Lawmakers have unanimously approved constitutional changes that will alter how the UK legislates for the Cayman Islands.
The changes now make it mandatory for the UK to consult with the premier on any legislation or Orders in Council that may directly affect the Cayman Islands, and that Cabinet offer its view on the legislation or order.
It also removes some of the reserve powers held by the governor, including the ability to write legislation.
The push for the changes was triggered by amendments to the Sanctions and Anti-Money Laundering Law last year which imposed the mandatory creation of public beneficial ownership registers on British Overseas Territories, including Cayman.
Now that the local process is finalised, once the legislators’ motion is sent to the UK, the revised Constitutional Order will go through the formal process in there. It is expected that the new order will be confirmed by the Privy Council in February 2020, according to a statement from the Premier’s Office.
Premier Alden McLaughlin brought the government motion on the changes Friday in the Legislative Assembly.
McLaughlin, at the close of the debate on the motion, expressed pride that fellow legislators could put aside partisan politics and work together on the issue.
“We have done the country proud this day. I believe in time this decision, what I expect to be an unanimous decision of this House, will be looked upon as one of the critical points in the continued development and maturity of these islands as a constitutional democracy,” McLaughlin said he closed the debate on the government motion on the changes.
Declaring the vote, House Speaker McKeeva Bush announced the division of 18 ayes and zero against.
“If I could vote I would say aye too,” Bush quipped.
While there was consensus, Opposition Leader Arden McLean still maintained his concern over the governor’s ability to address the legislature.
It leaves the possibility for the “disruption of the political harmony” of the Cayman Islands, he said.
McLean, in a brief comment to the Cayman Compass on the passage of the motion, welcomed the unity demonstrated by fellow lawmakers through their unanimous support of the changes.
“It is important that the Legislative Assembly works in unison on matters of such importance to the country,” he said. “It is clear that the entire membership of our legislature recognises that this constitutional reform is important to the advancement of our autonomy and governance.
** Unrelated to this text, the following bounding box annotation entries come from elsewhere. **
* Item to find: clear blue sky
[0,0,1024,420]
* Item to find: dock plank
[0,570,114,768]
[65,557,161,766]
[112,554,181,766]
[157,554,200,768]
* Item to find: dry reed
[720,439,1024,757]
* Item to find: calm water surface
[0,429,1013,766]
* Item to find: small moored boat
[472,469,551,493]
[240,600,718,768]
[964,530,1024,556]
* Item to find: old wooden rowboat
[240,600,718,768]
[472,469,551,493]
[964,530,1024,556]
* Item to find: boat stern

I applauded the members for voting unanimously in support of the changes.”
Legislators, in their contributions, agreed with the changes, but they maintained that wider public involvement was needed.
To this end the premier announced the creation of a website, www.exploregov.ky/constitutionalreform, where the public can access key constitutional documents and give input.
North Side MLA Ezzard Miller, who was part of the negotiating team for the changes, welcomed Friday’s unanimous vote.
“These constitutional changes approved by the legislators tonight [Friday] will greatly enhance the ability of Caymanians to govern Cayman for Caymanians,” Miller told the Compass.
All legislators recognised the importance of the changes and the urgency to get it approved before the UK election is held on 12 Dec.
The changes that were debated were issued together with a letter from UK Overseas Territories Minister Lord Tariq Ahmad last month.
McLaughlin praised Ahmad and former UK Prime Minister Theresa May for their efforts during the negotiating process.
The UK would usually require a referendum for constitutional changes unless the reforms are declared by the premier and leader of the opposition to be minor or not controversial.
Both the premier and opposition leader agreed that while the changes were significant, they were not controversial and therefore a public referendum was not necessary.
Bodden Town West MLA Chris Saunders was a strong advocate for a referendum and said he still believes the public should have its say.
However, he still gave his support for the changes Friday as he said it was too important not to move the process forward.
“Our ability to govern comes from the consent of the governed, and as such, my first preference would have been that the proposed changes be done via a referendum. However, with the uncertainties in the current UK political landscape, I would prefer to explain my actions for supporting the proposed changes rather than my inactions in exposing the Cayman Islands to external threats that may affect our way of life,” Saunders told the Compass.